The problem
The packages with which you are trying to do manage to execute the code in multiple threads doing SIMD (Single Instruction, Multiple Data). That's why they're appropriate when you're going to use the same function in each part of a data structure.
A typical example of use: pass the same function to each element of the list x and present the result as a list with the same length as x. Using %dopar%
the function is passed through more than one element at the same time and (in some cases) the execution time is reduced.
The important thing is that they are different data (eg each column of a data.frame) and the same function.
In your case what you are looking for is the opposite, same data, two different functions.
I do not think you're going to have the results you're looking for with the packages you're using, because they're for something else.
In your case, what interests you is doing MISD
Possible solutions
Note: parallel execution has the potential to shorten the execution time, but this is not always the case. When running in parallel we have an overhead: you have to open the threads and then gather the result. If the functions you are running do not take long, overhead losses may be higher than the parallelism gain. In that case, it's not worth parallelizing.

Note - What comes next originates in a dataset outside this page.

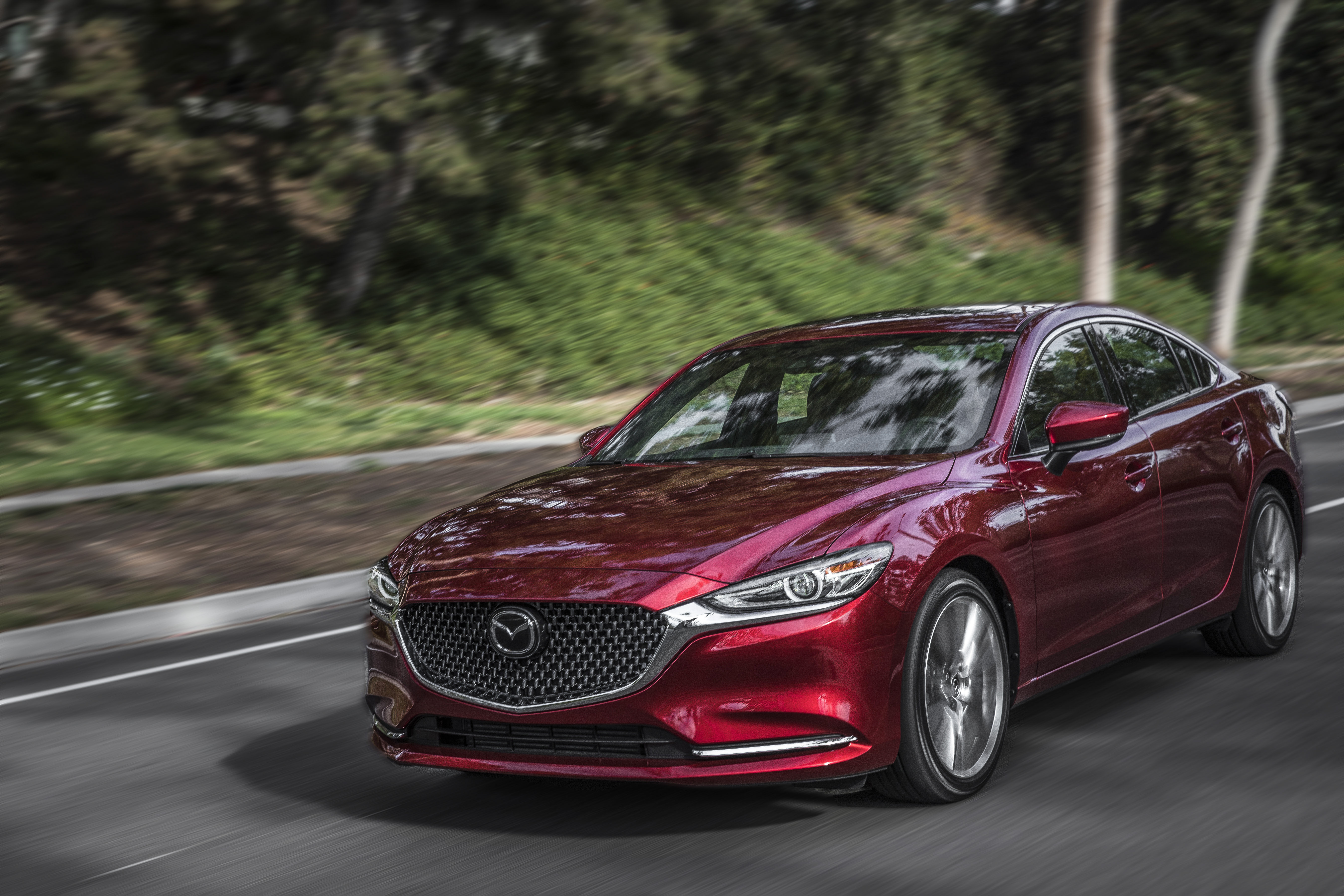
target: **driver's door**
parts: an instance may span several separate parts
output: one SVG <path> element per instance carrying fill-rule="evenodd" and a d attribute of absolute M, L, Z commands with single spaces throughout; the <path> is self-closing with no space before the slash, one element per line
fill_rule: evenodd
<path fill-rule="evenodd" d="M 1051 339 L 1032 371 L 1009 466 L 1023 492 L 1036 583 L 1036 674 L 1137 634 L 1161 615 L 1163 514 L 1153 447 L 1130 424 L 1063 474 L 1042 458 L 1060 402 L 1122 403 L 1086 326 Z"/>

Apply each function in parallel
One possible solution is to not use colMeans
and rowMeans
and do a parallel iterator. If you are using Mac or Linux it is very easy with the function family mc*apply
. If you use Windows with foreach
you could do something like this:
foo <- data.frame(V1=rnorm(1000),V2=rnorm(1000),V3=rnorm(1000))
library(foreach)
library(doParallel)
# Registro un cluster con dos hilos.
registerDoParallel(makeCluster(2))
foreach(col = seq_along(foo)) %dopar% mean(foo[,col])
Here you would be running the function mean()

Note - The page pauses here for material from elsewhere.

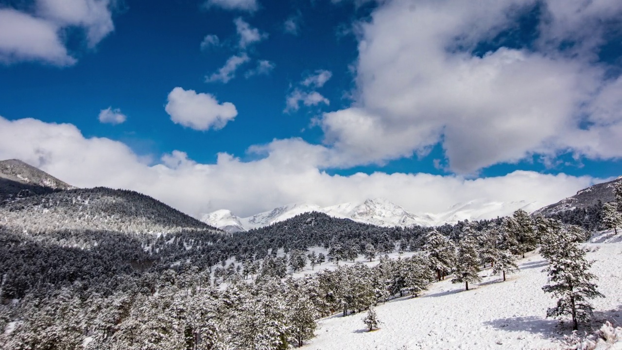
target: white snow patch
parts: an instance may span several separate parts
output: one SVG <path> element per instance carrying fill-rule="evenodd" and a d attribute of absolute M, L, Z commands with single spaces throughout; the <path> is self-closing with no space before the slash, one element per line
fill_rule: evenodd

on each column in two threads. In this particular case, with three columns and knowing that colMeans
is optimized and mean()
no, surely the result will be slower.
You would still not be able to run the means of columns and rows at the same time, but if instead of mean()
you are working with a function with a long runtime you could use this strategy to speed up processing.

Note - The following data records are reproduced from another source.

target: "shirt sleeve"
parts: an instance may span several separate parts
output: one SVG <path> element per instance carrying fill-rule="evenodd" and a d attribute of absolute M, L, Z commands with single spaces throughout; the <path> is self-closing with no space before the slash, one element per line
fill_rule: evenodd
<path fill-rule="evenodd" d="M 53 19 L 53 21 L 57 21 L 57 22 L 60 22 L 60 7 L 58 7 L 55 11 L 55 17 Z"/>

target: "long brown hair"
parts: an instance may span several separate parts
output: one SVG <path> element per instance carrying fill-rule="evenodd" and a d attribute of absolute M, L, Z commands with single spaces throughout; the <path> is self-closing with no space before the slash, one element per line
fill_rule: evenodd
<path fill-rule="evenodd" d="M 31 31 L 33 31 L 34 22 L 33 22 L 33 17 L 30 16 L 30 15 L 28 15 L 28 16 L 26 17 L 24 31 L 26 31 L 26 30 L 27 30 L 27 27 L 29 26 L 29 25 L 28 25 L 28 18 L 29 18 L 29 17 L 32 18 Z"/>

Explore the package future
There is a package called future
and introduces some new concepts in R, including futures. In this way it breaks the linearity in the execution of the code and allows to exploit the parallelism in cases other than parallel
, which is the library that is at the base of the SIMD approach in R.
This function produces a list with two vectors, one of colSums()
and another one of rowSums()
. When using the future({}) %plan% multiprocess
scheme and then value()
each function should be executed on a separate thread.
library(future)
media_columnas_filas <- function(x) {
columnas <- future({colMeans(x)}) %plan% multiprocess
filas <- future({rowMeans(x)}) %plan% multiprocess
list(filas_final = value(columnas),
columnas_final = value(filas))
}
In the tests I did, it runs a bit slower than with
list (columnas = colMeans(x),
filas = rowMeans(x))
But you could try other (larger) data, other hardware or other functions. In fact, in some tests with more nested functions, it runs a bit faster than the synchronous version.